Hypernovae/Gamma-Ray Bursts in the Galactic Center as Possible Sources of Galactic Positrons

Abstract

The observation of a strong and extended positron-electron line annihilation emission in the central regions of the Galaxy by the SPectrometer on the International Gamma-Ray Astrophysical Laboratory (INTEGRAL/SPI), consistent with the Galactic bulge geometry and without any counterpart in the gamma-ray range, neither at high energy nor in the 1809 keV ²⁶Al decay line, is challenging. Leaving aside the geometrical question, we address the problem of the adequate positron sources, showing the potentiality of a new category of Type Ic supernovae (SNe Ic), exemplified by SN 2003dh, that is associated with a gamma-ray burst (GRB). This kind of supernova/hypernova/GRB event is interpreted as the result of a bipolar Wolf-Rayet explosion, which produces a large amount of ⁵⁶Ni and ejects it at high velocity along the rotation axis.

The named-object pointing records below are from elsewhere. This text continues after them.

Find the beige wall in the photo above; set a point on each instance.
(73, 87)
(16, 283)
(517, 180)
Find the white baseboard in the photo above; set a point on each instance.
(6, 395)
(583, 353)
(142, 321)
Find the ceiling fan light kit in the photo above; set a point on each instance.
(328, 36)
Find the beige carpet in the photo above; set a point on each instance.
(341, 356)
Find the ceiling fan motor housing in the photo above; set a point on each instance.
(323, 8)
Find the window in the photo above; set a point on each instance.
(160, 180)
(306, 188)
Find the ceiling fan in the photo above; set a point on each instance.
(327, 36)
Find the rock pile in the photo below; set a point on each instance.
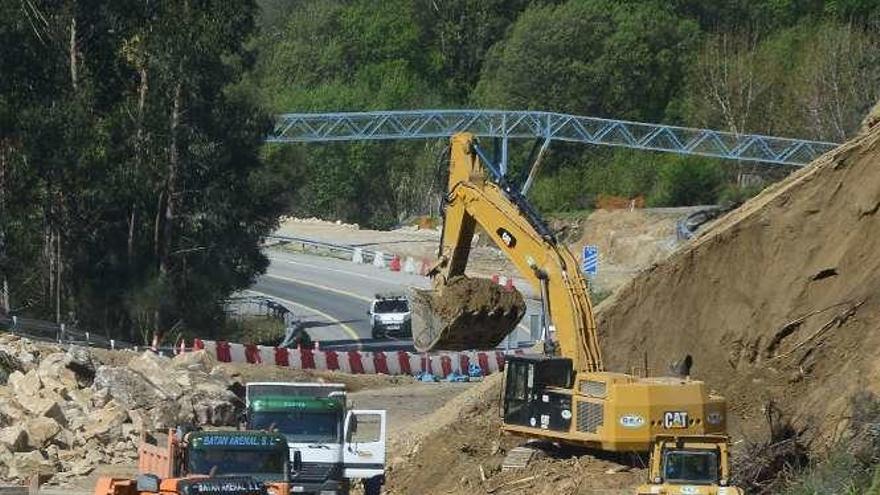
(62, 413)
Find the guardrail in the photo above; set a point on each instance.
(339, 250)
(64, 334)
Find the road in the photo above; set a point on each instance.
(332, 296)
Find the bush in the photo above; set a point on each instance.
(687, 182)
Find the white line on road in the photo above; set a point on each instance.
(372, 277)
(320, 287)
(350, 331)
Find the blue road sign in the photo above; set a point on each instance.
(590, 263)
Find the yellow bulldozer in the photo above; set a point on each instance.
(690, 465)
(563, 394)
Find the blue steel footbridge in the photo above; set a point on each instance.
(547, 127)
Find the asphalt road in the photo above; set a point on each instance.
(332, 296)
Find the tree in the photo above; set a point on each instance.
(590, 57)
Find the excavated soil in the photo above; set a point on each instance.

The bulk of positrons resulting from ⁵⁶Co decay escapes in the surrounding medium as a result of the rapid thinning of the ejecta in the polar direction. We show that a rate of about 0.02 SN 2003dh-like events per century in the central region of the Galaxy is sufficient to explain the positron flux detected by INTEGRAL/SPI. In order to explain this flux by SN Ia events alone, a rate of 0.5 per century is necessary, much higher than indicated by Galactic evolutionary models applied to the bulge. Further observations of late light curves of SNe Ia and SNe Ic in the bulge of spiral galaxies, together with three-dimensional hydrodynamic calculations of anisotropic ejections of ⁵⁶Ni in SN Ic/GRB events, will allow us to estimate the separate contributions of SNe Ia and SNe Ic to positron injection.